Russell McClanahan, archivist with the Rome Area History Museum, brought the photo to us. It was shown in episode one of Ken Burns’ documentary on the history of country music.
He said the photo included Gid Tanner, “Fiddling” John Carson, Punk Stephens and his father Bob Stephen. In the front, two men sat together — Sheriff W.G. Dunahoo and his deputy, Wash Smith
Something almost always happens when you really delve into history. You find out some pretty interesting things. If you think the 2020 election for sheriff has been contentious so far, well it’s nothing compared to the one in 1914.
When he went to look for information about a fiddler’s convention in 1914, McClanahan discovered that Dunahoo had tried to shoot Smith in a free-for-all at the county jail a few years later.

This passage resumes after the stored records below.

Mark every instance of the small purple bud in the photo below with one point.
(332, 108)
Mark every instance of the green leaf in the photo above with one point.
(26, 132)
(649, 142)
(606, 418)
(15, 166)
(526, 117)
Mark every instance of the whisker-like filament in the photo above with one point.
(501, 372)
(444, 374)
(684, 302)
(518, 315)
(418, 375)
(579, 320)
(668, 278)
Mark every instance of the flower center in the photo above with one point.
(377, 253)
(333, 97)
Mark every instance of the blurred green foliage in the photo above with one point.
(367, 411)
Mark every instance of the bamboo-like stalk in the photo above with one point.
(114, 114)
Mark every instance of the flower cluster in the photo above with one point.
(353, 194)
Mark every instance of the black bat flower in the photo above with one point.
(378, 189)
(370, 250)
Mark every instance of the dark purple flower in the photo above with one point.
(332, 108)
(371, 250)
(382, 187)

The shootout was the result of an election fiasco where Smith was running on a ticket against the sitting sheriff and possibly implied that, if elected, the new administration would be a sober one.
Dunahoo took it as a reflection on his personal character and well, you already know the rest. He was fined $1,000 for the crime and was not reelected.
Thank goodness our methods of dealing with conflict have changed since then.
Stepping even further from the photo itself, McClanahan told a story about how Bob Stephens later informally adopted his friend Stranger Malone, who was no stranger to Rome in his lifetime.
When deciding what we’re going to cover on any given day there are always questions.
First and foremost, we attempt to determine if a story is newsworthy and, in the overload of information we live in, choosing which news becomes an even larger question. So as we sift through all that information we attempt to decide what we’ll cover that day.
Seems pretty straightforward right?
In general, if someone leaves a position without scandal or criminal charges being filed, we don’t write much — if anything — about it. It may seem like we’re in the business of rubbing in the bad news, but that’s really not true.
So when Ken Wright, the now former director of business and industry services at the Rome Floyd Chamber, said he was leaving without comment, well, we let him. Ken’s been a vocal arm of the chamber and worked hand in hand with the Greater Rome Existing Industries Association for some time now.
He’s soldiered through the changes our chamber has been through during this past year. He was present when former chamber president Al Hodge was all but dismissed from service. He was there when Missy Kendrick was named as president of the Rome-Floyd County Development Authority. He was there when Jeanne Krueger was named as president and CEO of the Rome Floyd Chamber.
At this point everyone, including Ken, has been mum about why one of the most vocal supporters of the chamber has up and left. Whatever the reason, we hope the best for him.
While we’re on the topic, we’ve also been hearing there is possibly big news in the works, possibly a multimillion dollar expansion ... but let us stress, that’s rumor at this point.
Whatever the news may or may not be, it could be the type of thing a new development authority or a recently downsized chamber might like to have under their belt. Business cred if you will.
But to be frank and to the point, the credit shouldn’t and doesn’t matter. Both of those organizations should work hand in hand with each other (and any or all other organizations) to do what is best for our community.
While our unemployment numbers are low, we’re seeing enough neighborhoods in decline that it’s a problem. It’s indicative of the fact that we do have jobs, but we need the type of jobs that bring prosperity. We need to show businesses who are looking for a place to land, or a place to expand, that Floyd County is where they want to be.
Pretty in pink
The color is everywhere — you’ve seen it wrapping the newspaper twice this week — in honor of National Breast Cancer Awareness Month.
Floyd Medical Center’s “paper dolls” are out and about across Rome and if you get pulled over, or maybe you just needed to ask for directions, you’ll see Rome and Floyd police officers wearing their pink (or pink banded) badges for the cause.
Some football games have had “pink outs” to show their support and businesses — for example Chick-fil-A and Hardy Realty — have also put their pink hats in the ring.
The disease has killed entirely too many of our friends, mothers, wives and daughters each year. The best way to beat breast cancer — and really any type of cancer — is an early diagnosis. Please get checked.